Are You a Writer or an Author? The Business of Writing
If you read any self-publishing magazines or blogs, you’ll come across dozens of columns on how to build your brand, use the latest marketing techniques, and approach your writing as a business. Anyone who is a business person first and an author second will decide what to write about based on their analysis of what the market is looking for. They will plan their marketing campaign early in the process, and spend thousands on pre-release publicity, on an audio version, and on a marketing firm that promises to put their book on the shelves of bookstores and libraries.
At the end of this process, however, you might find there are dozens of other books focusing on your exact topic—some may even share the same title. What will distinguish your book? Knowledge none of the others possess? Probably not. A unique perspective? Probably not. More passion for the topic? Probably not. Big sales? Probably not.
Is it over-simplifying to suggest that authors, as opposed to people in the business of writing, write what they must write and not what the market demands?
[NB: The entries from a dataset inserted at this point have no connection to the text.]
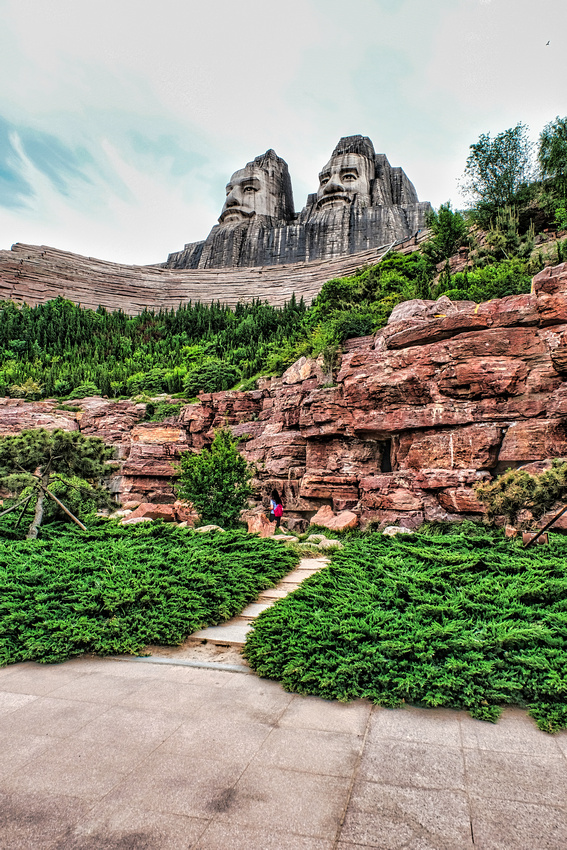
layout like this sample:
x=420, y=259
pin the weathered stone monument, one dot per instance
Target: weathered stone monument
x=361, y=203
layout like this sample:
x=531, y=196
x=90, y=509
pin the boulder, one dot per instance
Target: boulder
x=185, y=512
x=327, y=543
x=149, y=511
x=260, y=524
x=135, y=520
x=335, y=522
x=393, y=530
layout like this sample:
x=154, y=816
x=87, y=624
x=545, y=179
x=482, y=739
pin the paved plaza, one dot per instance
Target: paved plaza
x=106, y=754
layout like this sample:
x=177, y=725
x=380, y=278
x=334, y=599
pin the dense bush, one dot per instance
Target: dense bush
x=463, y=619
x=117, y=589
x=509, y=277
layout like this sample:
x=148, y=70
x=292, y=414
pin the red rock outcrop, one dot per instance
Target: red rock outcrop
x=444, y=397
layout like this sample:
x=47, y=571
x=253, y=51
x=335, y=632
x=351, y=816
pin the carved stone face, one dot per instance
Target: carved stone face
x=346, y=177
x=248, y=193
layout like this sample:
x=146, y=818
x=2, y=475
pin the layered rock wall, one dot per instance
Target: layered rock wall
x=445, y=396
x=33, y=274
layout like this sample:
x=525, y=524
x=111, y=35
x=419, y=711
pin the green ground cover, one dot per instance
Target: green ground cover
x=459, y=618
x=117, y=589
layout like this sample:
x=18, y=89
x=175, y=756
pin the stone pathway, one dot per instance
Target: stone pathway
x=233, y=632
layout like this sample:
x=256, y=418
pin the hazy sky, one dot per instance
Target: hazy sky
x=121, y=121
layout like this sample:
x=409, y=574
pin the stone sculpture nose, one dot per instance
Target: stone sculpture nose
x=333, y=185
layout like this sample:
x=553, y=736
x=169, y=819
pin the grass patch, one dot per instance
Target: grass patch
x=117, y=589
x=460, y=618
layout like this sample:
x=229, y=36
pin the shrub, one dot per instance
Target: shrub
x=216, y=481
x=212, y=377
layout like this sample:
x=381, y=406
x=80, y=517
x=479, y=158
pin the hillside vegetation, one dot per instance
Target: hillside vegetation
x=117, y=589
x=463, y=619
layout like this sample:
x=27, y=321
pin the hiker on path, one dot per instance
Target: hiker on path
x=276, y=508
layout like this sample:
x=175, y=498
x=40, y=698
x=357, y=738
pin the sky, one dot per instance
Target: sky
x=121, y=121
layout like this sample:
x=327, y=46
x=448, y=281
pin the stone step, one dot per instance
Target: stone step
x=251, y=611
x=297, y=576
x=276, y=593
x=234, y=631
x=227, y=634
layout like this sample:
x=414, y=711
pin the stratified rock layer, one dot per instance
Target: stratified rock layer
x=34, y=274
x=420, y=412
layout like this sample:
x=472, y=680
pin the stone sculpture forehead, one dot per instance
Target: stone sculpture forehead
x=345, y=161
x=261, y=188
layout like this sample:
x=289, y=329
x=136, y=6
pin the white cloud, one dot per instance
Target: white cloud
x=221, y=82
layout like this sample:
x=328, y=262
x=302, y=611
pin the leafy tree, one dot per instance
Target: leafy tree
x=211, y=377
x=552, y=154
x=516, y=490
x=495, y=170
x=495, y=280
x=449, y=230
x=504, y=237
x=216, y=481
x=37, y=463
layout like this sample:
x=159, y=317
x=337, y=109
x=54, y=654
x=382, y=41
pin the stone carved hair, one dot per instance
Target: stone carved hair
x=278, y=172
x=355, y=144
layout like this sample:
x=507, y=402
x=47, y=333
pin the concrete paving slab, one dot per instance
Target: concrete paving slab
x=144, y=730
x=221, y=836
x=515, y=732
x=302, y=803
x=56, y=718
x=111, y=827
x=310, y=751
x=506, y=824
x=327, y=716
x=10, y=702
x=107, y=689
x=37, y=679
x=78, y=769
x=515, y=776
x=206, y=738
x=413, y=765
x=35, y=821
x=18, y=750
x=206, y=759
x=180, y=784
x=172, y=697
x=384, y=816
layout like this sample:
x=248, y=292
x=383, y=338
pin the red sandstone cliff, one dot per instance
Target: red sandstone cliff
x=419, y=413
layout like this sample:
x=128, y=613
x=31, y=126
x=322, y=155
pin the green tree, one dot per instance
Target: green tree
x=516, y=490
x=36, y=462
x=216, y=481
x=552, y=154
x=496, y=169
x=449, y=230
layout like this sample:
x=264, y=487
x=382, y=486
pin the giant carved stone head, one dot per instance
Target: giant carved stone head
x=348, y=176
x=261, y=188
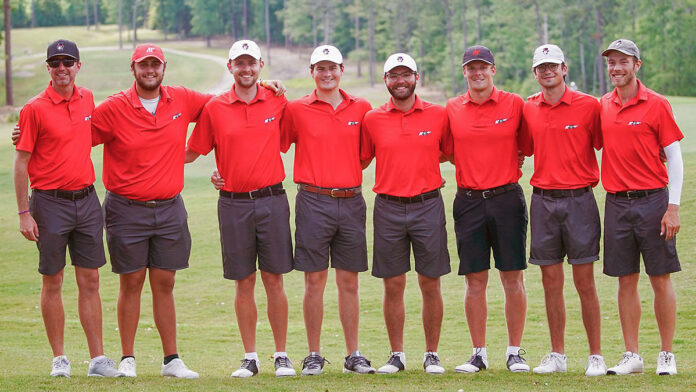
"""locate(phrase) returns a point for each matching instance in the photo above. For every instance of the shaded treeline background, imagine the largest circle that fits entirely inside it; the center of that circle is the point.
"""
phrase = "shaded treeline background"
(435, 32)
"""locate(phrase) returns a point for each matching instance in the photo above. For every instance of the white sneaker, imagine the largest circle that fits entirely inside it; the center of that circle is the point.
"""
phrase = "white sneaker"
(126, 368)
(630, 363)
(101, 366)
(595, 366)
(551, 363)
(60, 367)
(177, 368)
(666, 364)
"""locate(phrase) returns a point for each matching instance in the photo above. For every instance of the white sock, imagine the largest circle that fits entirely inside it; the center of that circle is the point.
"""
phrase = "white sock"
(279, 354)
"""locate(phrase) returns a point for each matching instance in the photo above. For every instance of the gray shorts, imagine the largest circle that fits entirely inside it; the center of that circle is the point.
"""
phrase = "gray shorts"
(140, 236)
(398, 226)
(77, 225)
(564, 226)
(632, 229)
(324, 225)
(255, 228)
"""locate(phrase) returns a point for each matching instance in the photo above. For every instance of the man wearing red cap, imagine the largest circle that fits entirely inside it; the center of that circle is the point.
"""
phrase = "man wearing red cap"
(63, 211)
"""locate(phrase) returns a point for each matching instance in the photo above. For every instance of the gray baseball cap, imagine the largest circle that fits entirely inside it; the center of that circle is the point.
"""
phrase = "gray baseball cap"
(625, 46)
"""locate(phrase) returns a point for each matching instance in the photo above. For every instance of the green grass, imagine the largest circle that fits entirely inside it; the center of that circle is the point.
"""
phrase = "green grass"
(209, 339)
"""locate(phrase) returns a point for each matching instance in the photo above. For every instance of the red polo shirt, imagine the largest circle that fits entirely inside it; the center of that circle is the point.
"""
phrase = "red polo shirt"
(246, 138)
(56, 132)
(633, 134)
(485, 139)
(327, 141)
(562, 137)
(407, 146)
(144, 154)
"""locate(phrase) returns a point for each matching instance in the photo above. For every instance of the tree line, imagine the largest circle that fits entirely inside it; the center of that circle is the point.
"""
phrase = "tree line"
(435, 32)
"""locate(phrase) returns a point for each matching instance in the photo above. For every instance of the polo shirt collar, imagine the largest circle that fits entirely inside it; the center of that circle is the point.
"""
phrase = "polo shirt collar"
(232, 96)
(495, 96)
(641, 95)
(57, 98)
(417, 105)
(135, 99)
Given the competition in the book field these days, how can your work stand out if it doesn’t come from deep inside you, if it’s not an expression of your core values and beliefs, if you don’t take as long as necessary to do a first class job?
I write about people who find themselves in a crisis not of their own making. Some have a choice. They can back away and try to forget about the man they believe murdered two and possibly three women as retired police detective Jack Barnes might have in In the Game. After all he’s in poor health and shouldn’t be running about trying to solve closed cases.
Some of my protagonists don’t have a choice. While in prison in far-off Turkmenistan for a crime he didn’t not commit, Nick Grocchi in The Expendable Man, is diagnosed with a fatal case of Melanoma. When he is airlifted to the states to undergo a radical new treatment, he is given an opportunity to clear his name and restore his life. His choice is go against character and take a risk or accept what fate has dealt him.
After self-publishing five genre novels with one in the final stages of editing, I’m turning my hand to a different setting based on the same theme. Only this time the protagonists are young adults––aged 12 to 16, and they live in a pre-industrial fantasy world.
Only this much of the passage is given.